The Claude Code process reads the fake key from ANTHROPIC_API_KEY, but the outbound HTTPS request to api.anthropic.com/v1/* receives the real x-api-key header from Credential Vault. If your environment uses a private npm mirror, replace registry.npmjs.org in the network policy and the npm install command with that mirror host.

Git And Curl With Vault-Injected Credentials

Credential Vault can also protect credentials used by command-line tools such as git and curl. Keep the command free of real secrets and bind the request shape to the credential in Vault instead.

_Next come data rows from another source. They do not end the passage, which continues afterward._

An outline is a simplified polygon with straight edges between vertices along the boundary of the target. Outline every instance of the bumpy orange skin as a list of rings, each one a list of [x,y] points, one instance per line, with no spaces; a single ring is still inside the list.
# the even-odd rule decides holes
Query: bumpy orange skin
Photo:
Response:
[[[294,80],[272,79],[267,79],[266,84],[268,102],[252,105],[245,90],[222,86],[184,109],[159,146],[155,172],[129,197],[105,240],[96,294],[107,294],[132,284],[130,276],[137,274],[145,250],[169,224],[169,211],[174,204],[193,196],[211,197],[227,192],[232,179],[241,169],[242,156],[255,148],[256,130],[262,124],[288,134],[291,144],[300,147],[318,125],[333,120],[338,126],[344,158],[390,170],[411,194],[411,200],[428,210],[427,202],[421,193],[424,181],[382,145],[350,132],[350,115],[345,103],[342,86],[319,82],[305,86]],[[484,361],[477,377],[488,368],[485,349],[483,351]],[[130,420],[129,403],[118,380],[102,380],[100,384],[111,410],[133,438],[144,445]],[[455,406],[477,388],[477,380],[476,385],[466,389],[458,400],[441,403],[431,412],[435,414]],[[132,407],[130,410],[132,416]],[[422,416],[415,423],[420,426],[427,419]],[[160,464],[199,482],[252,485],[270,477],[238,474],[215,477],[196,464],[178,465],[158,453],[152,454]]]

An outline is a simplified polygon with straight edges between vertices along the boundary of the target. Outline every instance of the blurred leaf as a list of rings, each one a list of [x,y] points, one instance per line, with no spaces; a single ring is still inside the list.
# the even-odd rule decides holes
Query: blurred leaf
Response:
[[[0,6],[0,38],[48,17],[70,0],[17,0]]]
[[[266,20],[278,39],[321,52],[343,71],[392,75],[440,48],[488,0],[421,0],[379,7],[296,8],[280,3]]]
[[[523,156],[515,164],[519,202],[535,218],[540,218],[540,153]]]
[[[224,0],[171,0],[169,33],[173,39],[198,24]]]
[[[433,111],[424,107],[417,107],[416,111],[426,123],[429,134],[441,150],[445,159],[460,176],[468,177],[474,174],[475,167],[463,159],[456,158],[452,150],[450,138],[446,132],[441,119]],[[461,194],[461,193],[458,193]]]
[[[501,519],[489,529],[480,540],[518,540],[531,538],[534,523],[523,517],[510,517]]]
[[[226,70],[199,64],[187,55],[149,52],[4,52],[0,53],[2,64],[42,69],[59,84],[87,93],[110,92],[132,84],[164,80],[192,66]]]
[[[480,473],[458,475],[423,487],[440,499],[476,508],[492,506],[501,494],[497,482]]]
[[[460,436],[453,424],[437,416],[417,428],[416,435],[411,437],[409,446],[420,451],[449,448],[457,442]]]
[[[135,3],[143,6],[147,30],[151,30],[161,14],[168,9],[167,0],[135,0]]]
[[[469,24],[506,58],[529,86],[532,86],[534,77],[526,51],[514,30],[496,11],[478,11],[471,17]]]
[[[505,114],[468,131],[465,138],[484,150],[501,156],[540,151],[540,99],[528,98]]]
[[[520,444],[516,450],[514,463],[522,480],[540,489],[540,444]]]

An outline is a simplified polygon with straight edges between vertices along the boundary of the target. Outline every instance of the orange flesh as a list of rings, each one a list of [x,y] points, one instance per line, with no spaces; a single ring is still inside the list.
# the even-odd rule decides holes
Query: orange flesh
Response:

For a private Git repository, store a base64-encoded username:token value and bind it with basic auth:

python
Credential(name="git-basic", source={"value": "<base64(username:token)>"})

CredentialBinding(
    name="git-basic",
    match={
        "schemes": ["https"],
        "ports": [443],
        "hosts": ["git.example.com"],
        "paths": ["/org/private-repo.git*"],
    },
    auth={"type": "basic", "credential": "git-basic"},
)

Then run the normal URL without embedding credentials:

bash
GIT_TERMINAL_PROMPT=0 git clone https://git.example.com/org/private-repo.git

For an API request that expects a token header, bind the path and method to an apiKey auth rule:

python
Credential(name="api-token", source={"value": "<token>"})

CredentialBinding(
    name="api-token",
    match={
        "schemes": ["https"],
        "ports": [443],
        "hosts": ["api.example.com"],
        "methods": ["GET"],
        "paths": ["/v1/projects/123/variables"],
    },
    auth={"type": "apiKey", "name": "PRIVATE-TOKEN", "credential": "api-token"},
)

The sandbox command stays secret-free:

bash
curl -fsS https://api.example.com/v1/projects/123/variables

Binding Guidance

  • Use defaultAction="deny" and only allow the service hosts required by the tool.
  • Scope bindings by path whenever possible, for example /v1/*.
  • Avoid overlapping bindings at the same precedence; ambiguous matches are rejected.
  • Do not put real secrets in sandbox env, command arguments, files, or metadata.
  • Keep fake environment variables when a CLI refuses to start without a key; the vault-injected header is what authenticates the outbound request.

Released under the Apache 2.0 License.